I was full of mischief as a kid. One day during school dinners, I decided to play a trick on one of the boys on my table by unscrewing the saltcellar top and handing it to him.
“Do you want the salt?” I asked him.
He took it and shook it and the top came off and emptied salt all over his dinner. I laughed at the look at the dismay on his face and everyone at the table seemed to join in. However, I didn’t realise the prank had been watched by one of the dinner ladies. The next thing I knew was a tug on my ear as she lifted me off my seat and wagged her finger in my face. She then kept hold of my ear as she took me to the teacher on duty, who wasn’t amused by what I had done.
To show her displeasure, she put me over her knee, raised my skirt and gave my bum several good smacks with her hand.

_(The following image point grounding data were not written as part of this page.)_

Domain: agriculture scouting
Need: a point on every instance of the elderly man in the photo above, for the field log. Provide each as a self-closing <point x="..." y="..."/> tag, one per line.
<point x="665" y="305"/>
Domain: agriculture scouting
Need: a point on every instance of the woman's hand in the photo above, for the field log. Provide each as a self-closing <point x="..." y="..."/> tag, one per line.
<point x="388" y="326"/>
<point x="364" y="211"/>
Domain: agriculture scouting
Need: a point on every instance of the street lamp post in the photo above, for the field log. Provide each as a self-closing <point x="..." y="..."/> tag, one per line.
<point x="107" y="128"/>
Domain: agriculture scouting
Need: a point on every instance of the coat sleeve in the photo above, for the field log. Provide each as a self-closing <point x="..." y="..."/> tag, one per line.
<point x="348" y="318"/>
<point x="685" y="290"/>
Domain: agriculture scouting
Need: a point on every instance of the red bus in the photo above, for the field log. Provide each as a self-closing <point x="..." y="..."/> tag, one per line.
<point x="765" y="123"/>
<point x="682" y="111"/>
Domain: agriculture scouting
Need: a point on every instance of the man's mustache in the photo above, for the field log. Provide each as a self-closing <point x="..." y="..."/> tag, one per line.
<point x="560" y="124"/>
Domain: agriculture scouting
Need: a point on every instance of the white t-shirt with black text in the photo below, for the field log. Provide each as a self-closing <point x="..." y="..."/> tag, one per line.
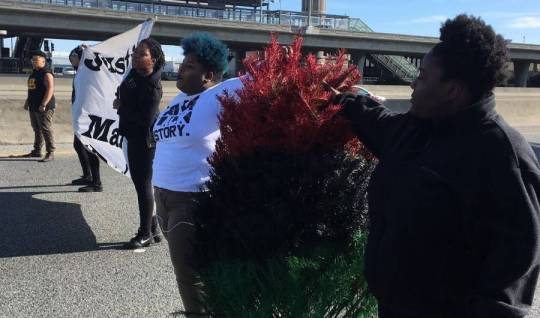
<point x="186" y="133"/>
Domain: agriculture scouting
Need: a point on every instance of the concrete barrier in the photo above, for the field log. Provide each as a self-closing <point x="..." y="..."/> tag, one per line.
<point x="519" y="106"/>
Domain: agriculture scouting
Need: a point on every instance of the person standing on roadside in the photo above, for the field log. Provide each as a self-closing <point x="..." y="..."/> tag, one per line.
<point x="89" y="161"/>
<point x="454" y="206"/>
<point x="137" y="101"/>
<point x="41" y="104"/>
<point x="186" y="133"/>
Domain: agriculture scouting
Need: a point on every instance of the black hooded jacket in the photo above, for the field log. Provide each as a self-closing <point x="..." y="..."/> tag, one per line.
<point x="454" y="212"/>
<point x="140" y="97"/>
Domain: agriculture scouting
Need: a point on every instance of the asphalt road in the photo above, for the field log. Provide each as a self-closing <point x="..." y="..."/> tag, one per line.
<point x="60" y="253"/>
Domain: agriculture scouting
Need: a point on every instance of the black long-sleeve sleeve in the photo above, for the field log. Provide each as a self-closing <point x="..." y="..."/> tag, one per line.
<point x="507" y="233"/>
<point x="372" y="122"/>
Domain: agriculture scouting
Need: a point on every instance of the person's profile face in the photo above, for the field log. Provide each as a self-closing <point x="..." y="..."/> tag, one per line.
<point x="430" y="97"/>
<point x="191" y="75"/>
<point x="143" y="59"/>
<point x="38" y="62"/>
<point x="74" y="60"/>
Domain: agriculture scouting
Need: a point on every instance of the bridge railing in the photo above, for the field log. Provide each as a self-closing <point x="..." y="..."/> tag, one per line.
<point x="239" y="14"/>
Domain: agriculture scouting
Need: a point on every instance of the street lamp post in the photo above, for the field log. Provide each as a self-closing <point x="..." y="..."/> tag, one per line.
<point x="310" y="3"/>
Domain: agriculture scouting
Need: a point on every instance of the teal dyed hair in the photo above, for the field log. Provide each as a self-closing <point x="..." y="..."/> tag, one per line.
<point x="211" y="52"/>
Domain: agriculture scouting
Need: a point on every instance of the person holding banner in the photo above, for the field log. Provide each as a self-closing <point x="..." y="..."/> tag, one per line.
<point x="41" y="104"/>
<point x="137" y="102"/>
<point x="89" y="161"/>
<point x="185" y="135"/>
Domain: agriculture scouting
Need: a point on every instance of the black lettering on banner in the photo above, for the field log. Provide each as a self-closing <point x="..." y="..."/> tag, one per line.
<point x="112" y="64"/>
<point x="97" y="130"/>
<point x="120" y="67"/>
<point x="109" y="63"/>
<point x="116" y="139"/>
<point x="95" y="64"/>
<point x="180" y="129"/>
<point x="187" y="117"/>
<point x="173" y="131"/>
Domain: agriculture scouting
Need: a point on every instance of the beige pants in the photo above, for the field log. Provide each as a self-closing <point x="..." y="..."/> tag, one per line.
<point x="42" y="125"/>
<point x="175" y="216"/>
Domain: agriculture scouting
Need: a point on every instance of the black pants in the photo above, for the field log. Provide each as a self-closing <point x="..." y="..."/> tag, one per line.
<point x="385" y="312"/>
<point x="89" y="161"/>
<point x="140" y="158"/>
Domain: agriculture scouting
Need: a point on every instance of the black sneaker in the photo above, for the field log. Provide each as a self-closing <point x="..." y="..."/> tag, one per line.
<point x="84" y="180"/>
<point x="31" y="154"/>
<point x="49" y="156"/>
<point x="155" y="230"/>
<point x="139" y="241"/>
<point x="92" y="188"/>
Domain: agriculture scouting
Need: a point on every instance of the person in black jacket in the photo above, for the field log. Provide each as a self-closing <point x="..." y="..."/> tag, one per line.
<point x="137" y="102"/>
<point x="89" y="161"/>
<point x="41" y="104"/>
<point x="454" y="211"/>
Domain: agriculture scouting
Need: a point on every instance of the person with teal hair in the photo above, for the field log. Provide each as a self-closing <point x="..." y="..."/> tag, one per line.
<point x="186" y="133"/>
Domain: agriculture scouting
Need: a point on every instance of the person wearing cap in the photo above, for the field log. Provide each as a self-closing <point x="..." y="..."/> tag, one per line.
<point x="90" y="179"/>
<point x="41" y="104"/>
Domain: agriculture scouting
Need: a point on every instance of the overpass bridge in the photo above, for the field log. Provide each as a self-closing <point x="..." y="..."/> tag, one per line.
<point x="26" y="18"/>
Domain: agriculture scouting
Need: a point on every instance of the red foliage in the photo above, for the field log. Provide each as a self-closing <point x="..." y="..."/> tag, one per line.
<point x="284" y="105"/>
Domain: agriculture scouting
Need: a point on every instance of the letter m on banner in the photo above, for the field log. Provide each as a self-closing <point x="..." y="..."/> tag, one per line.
<point x="101" y="70"/>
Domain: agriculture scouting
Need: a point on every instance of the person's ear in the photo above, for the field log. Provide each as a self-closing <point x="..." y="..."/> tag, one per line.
<point x="209" y="77"/>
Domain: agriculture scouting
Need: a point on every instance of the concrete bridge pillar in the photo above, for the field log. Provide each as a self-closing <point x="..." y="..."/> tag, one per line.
<point x="236" y="58"/>
<point x="521" y="72"/>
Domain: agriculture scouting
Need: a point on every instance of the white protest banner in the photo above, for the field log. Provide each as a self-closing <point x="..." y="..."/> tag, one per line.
<point x="101" y="70"/>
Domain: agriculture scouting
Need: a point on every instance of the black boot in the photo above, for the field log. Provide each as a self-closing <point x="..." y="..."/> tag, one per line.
<point x="139" y="241"/>
<point x="92" y="188"/>
<point x="84" y="180"/>
<point x="155" y="230"/>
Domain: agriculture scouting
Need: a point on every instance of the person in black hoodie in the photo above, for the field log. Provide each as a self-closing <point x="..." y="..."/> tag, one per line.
<point x="41" y="104"/>
<point x="137" y="101"/>
<point x="89" y="161"/>
<point x="454" y="211"/>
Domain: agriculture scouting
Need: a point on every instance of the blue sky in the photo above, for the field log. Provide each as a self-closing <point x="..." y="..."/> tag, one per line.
<point x="518" y="20"/>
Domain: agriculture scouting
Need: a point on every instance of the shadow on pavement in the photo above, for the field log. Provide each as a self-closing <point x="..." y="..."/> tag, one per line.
<point x="536" y="148"/>
<point x="31" y="226"/>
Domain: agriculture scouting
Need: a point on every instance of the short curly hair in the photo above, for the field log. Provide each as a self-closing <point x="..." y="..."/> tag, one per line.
<point x="210" y="52"/>
<point x="156" y="52"/>
<point x="473" y="53"/>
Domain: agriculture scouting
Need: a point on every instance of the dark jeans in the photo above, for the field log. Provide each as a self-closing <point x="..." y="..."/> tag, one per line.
<point x="89" y="161"/>
<point x="175" y="216"/>
<point x="140" y="158"/>
<point x="42" y="125"/>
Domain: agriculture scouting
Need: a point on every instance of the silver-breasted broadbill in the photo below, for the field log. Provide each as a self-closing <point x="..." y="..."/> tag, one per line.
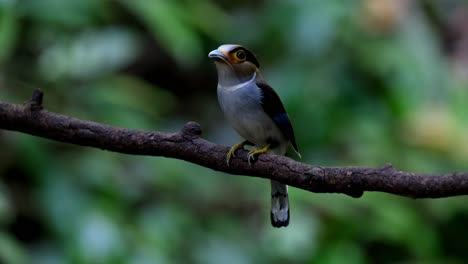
<point x="256" y="112"/>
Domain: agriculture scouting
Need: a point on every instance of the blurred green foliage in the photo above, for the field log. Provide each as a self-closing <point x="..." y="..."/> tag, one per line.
<point x="365" y="82"/>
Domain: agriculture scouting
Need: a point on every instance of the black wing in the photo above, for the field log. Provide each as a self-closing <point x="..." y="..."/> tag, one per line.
<point x="274" y="108"/>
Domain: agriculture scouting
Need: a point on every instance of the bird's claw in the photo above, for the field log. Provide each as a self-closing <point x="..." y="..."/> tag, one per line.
<point x="232" y="151"/>
<point x="253" y="153"/>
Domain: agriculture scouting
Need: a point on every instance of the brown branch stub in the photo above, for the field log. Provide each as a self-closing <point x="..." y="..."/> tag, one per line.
<point x="36" y="100"/>
<point x="189" y="146"/>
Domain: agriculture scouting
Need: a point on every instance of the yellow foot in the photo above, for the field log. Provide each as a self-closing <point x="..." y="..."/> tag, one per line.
<point x="232" y="154"/>
<point x="257" y="152"/>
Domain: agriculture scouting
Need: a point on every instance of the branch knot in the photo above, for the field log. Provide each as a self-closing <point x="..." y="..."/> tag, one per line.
<point x="192" y="129"/>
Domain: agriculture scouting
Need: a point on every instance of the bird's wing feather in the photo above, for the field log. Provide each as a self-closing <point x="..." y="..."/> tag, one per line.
<point x="274" y="108"/>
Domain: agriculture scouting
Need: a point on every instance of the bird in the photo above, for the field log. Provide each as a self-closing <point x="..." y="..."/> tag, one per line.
<point x="255" y="111"/>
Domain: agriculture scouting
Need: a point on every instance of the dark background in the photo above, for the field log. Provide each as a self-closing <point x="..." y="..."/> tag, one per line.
<point x="365" y="82"/>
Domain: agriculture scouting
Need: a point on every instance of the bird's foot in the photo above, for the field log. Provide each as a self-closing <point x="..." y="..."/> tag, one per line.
<point x="232" y="151"/>
<point x="251" y="157"/>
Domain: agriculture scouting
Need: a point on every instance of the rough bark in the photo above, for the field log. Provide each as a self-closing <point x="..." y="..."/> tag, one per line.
<point x="188" y="145"/>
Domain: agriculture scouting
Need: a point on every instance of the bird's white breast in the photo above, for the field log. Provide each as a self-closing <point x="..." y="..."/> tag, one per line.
<point x="242" y="107"/>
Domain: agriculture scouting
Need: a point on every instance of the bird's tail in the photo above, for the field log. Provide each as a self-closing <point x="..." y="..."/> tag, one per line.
<point x="279" y="204"/>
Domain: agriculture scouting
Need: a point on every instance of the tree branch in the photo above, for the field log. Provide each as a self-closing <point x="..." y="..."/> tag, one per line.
<point x="187" y="145"/>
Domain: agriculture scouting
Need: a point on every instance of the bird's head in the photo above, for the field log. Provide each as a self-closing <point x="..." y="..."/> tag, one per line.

She was actually quite young and very athletic, and the smacks really hurt, as she intended them to, of course. These were the good old days. I returned to my seat with a stinging bottom and a red face to finish my dinner. My erstwhile victim was now grinning hugely at my discomfort as I wriggled on my seat.

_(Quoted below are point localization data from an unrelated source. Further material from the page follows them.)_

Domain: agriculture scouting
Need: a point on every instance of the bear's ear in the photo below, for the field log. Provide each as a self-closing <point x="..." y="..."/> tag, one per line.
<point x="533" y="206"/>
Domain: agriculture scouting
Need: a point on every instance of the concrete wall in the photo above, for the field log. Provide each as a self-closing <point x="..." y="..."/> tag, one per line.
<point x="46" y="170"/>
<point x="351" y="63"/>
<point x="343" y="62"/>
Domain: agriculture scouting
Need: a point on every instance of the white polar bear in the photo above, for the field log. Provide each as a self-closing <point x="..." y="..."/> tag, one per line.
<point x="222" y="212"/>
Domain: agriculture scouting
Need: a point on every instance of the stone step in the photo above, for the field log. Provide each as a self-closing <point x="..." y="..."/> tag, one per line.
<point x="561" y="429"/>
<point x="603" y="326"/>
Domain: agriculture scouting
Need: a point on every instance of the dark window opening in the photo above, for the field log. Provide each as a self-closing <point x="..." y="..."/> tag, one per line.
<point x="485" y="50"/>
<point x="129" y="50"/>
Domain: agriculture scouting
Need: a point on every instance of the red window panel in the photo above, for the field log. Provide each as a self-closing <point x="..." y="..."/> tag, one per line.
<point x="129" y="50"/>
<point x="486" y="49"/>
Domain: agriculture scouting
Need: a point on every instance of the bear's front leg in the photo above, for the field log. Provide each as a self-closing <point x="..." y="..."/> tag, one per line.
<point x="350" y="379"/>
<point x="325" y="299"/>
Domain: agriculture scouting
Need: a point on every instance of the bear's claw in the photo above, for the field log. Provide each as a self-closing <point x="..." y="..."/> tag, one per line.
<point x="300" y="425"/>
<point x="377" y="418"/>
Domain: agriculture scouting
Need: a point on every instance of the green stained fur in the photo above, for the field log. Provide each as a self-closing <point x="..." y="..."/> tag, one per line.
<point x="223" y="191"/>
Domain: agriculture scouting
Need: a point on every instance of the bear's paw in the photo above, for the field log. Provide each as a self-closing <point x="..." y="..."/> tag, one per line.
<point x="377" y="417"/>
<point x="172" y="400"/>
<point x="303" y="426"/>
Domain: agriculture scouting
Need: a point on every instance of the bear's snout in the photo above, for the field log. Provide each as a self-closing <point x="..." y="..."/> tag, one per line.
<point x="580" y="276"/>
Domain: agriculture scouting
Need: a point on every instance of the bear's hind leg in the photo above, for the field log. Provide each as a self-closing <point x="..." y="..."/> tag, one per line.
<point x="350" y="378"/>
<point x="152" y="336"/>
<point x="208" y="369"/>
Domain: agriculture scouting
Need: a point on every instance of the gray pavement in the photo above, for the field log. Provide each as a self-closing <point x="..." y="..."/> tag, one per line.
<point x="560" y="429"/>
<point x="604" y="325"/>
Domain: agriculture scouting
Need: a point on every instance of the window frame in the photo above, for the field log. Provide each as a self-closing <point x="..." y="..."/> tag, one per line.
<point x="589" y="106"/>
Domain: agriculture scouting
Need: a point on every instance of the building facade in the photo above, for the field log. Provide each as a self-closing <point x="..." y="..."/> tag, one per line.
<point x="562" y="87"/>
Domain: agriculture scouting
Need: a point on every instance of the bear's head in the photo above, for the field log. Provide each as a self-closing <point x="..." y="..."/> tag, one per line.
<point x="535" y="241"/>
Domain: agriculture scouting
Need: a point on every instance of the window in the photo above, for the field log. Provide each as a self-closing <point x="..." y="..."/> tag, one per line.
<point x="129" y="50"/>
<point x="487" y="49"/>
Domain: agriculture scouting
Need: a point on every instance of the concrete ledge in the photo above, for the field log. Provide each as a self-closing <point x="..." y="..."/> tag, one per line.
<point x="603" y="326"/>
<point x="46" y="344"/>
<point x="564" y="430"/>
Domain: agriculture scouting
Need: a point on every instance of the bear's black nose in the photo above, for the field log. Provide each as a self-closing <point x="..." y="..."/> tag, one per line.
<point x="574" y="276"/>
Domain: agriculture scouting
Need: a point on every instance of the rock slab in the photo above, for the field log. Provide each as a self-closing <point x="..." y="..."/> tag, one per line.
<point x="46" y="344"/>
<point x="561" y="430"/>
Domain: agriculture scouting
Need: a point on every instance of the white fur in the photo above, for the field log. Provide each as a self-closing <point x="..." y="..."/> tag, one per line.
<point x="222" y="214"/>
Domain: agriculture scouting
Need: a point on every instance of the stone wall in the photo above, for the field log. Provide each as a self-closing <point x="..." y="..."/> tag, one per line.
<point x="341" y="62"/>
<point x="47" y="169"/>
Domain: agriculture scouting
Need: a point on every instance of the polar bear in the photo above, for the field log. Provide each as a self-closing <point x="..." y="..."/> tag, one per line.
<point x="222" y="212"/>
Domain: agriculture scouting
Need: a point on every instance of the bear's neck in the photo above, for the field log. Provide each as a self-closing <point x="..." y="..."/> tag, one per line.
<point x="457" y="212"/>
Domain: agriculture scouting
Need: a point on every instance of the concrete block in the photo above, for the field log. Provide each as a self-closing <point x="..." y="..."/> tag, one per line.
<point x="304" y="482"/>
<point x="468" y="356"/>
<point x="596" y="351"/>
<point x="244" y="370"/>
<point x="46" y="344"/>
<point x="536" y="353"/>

To add to my troubles, the school sent a note home with a report of my misdeed and a request that if I was to stay to school dinners I must behave myself. This of course led to an investigation by my mother into the prank, followed by a time over mum’s knee as she completed the work the teacher had begun on my poor little bottom. By the time she finished, my rear end was virtually sizzling.
I was sent to bed early that night nursing a sore bum and fell asleep on my tummy. But not before having a grin to myself at the sight of the boy’s face as the salt landed on his dinner. Years later, dad confessed to me he had a chuckle about it too, but mum insists to this day there was nothing funny about it!